Aujourd’hui, un accord diplomatique vise à tourner la page. Mais pour qui ? Et à quel prix ? Derrière la façade officielle, des voix chagossiennes s’élèvent, souvent critiques, parfois amères. Elles ne sont pas toutes prêtes à faire confiance à ce qu’on présente comme une avancée historique. À l’instar de Pascalina Nellan, 35 ans, qui incarne cette génération chagossienne née en exil.
Son regard porte le poids d’une histoire qu’elle n’a pas vécue, mais dont elle subit encore les conséquences. « Je ressens une déception. Pas tant à l’égard du gouvernement mauricien, mais surtout par rapport à notre propre communauté », confie-t-elle, la voix tremblant de frustration. « On nous promet le droit de retour et le versement de compensations, mais rien n’est clair. On parle d’un Trust Fund qui bénéficiera à une minorité. Pourquoi ne pas remettre la compensation directement, en mains propres, à tous ceux qui ont été spoliés ? » demande-t-elle.
Elle souligne une contra-diction au cœur du débat : l’absence de consultation réelle. « Les Chagossiens ont le droit de décider de leurs terres. Or, on nous prive de ce droit fondamental. Je suis en colère », lâche-t-elle, alors que se profilent des actions légales pour contester l’accord. Ce combat est perçu comme un ultime espoir, tant que les parlementaires n’auront pas ratifié ce compromis.
« Nous ne sommes pas contre la communauté chagossienne », insiste Pascalina Nellan. « Bien au contraire. Nous souhaitons un retour sur les îles, mais dans un cadre démocratique, transparent et surtout équitable », dit-elle. Elle plaide également pour un recensement officiel afin d’évaluer le nombre réel de Chagossiens, y compris ceux établis au Royaume-Uni, aux Seychelles, en Australie et ailleurs.
À 54 ans, Bertrice Pompe porte en elle la mémoire vive de l’archipel et d’une dépossession injuste. Née à Diego Garcia, déportée à l’âge de huit ans en 1971, elle fait partie de ces derniers témoins directs de la vie d’avant. L’installation de cette Chagossienne des Seychelles en Angleterre, il y a plus de vingt ans, n’a jamais effacé la nostalgie de ces îles natales.
Diego Garcia
« Les Anglais n’ont jamais pris contact avec nous, les descendants mauriciens. Nous n’avons pas été informés de l’intégralité du rapport. L’accord parle de Peros Banhos et Salomon, mais jamais de Diego Garcia. Ce silence est inacceptable », s’insurge-t-elle. Bertrice Pompe ne croit guère aux promesses financières.

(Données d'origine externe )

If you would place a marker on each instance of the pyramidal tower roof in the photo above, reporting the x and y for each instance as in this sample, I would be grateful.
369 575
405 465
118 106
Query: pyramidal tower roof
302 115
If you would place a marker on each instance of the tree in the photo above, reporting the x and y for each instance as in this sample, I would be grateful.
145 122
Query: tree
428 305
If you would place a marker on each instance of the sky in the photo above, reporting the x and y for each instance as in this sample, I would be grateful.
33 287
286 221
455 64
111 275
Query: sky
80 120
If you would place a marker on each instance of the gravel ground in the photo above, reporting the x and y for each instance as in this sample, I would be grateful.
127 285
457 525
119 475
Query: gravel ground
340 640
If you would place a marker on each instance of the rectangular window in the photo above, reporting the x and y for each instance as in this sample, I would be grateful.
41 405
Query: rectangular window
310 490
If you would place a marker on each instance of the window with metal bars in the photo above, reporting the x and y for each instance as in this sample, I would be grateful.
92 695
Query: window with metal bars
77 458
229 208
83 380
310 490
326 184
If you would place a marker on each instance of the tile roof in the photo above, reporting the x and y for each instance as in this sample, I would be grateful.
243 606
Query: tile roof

« Ceux qui croient à une compensation attendue comme une bougie rouge se trompent. L’argent dans ce Trust Fund restera une illusion », dit-elle, amère. À Londres, cette colère s’exprime avec force dans les associations chagossiennes, souvent en opposition avec celles établies à Maurice.
Olivier Bancoult, président du Chagos Refugees Group, appelle à l’unité face aux divisions internes. « Cessez de nager à contre-courant », exhorte-t-il, dénonçant ceux qui « sèment la division » au sein de la communauté. « La vérité a fini par triompher. Si quelqu’un veut empêcher cet accord, qu’il le fasse, mais pour l’instant il n’y a rien. »
Le scepticisme et la colère au sein de la communauté s’expliquent aussi par des choix historiques, politiques et personnels. « Les descendants qui ont accepté la naturalisation britannique ont fait un choix et sont dans une logique différente. Ils ne sont pas à plaindre », analyse l’observateur Yvan Martial.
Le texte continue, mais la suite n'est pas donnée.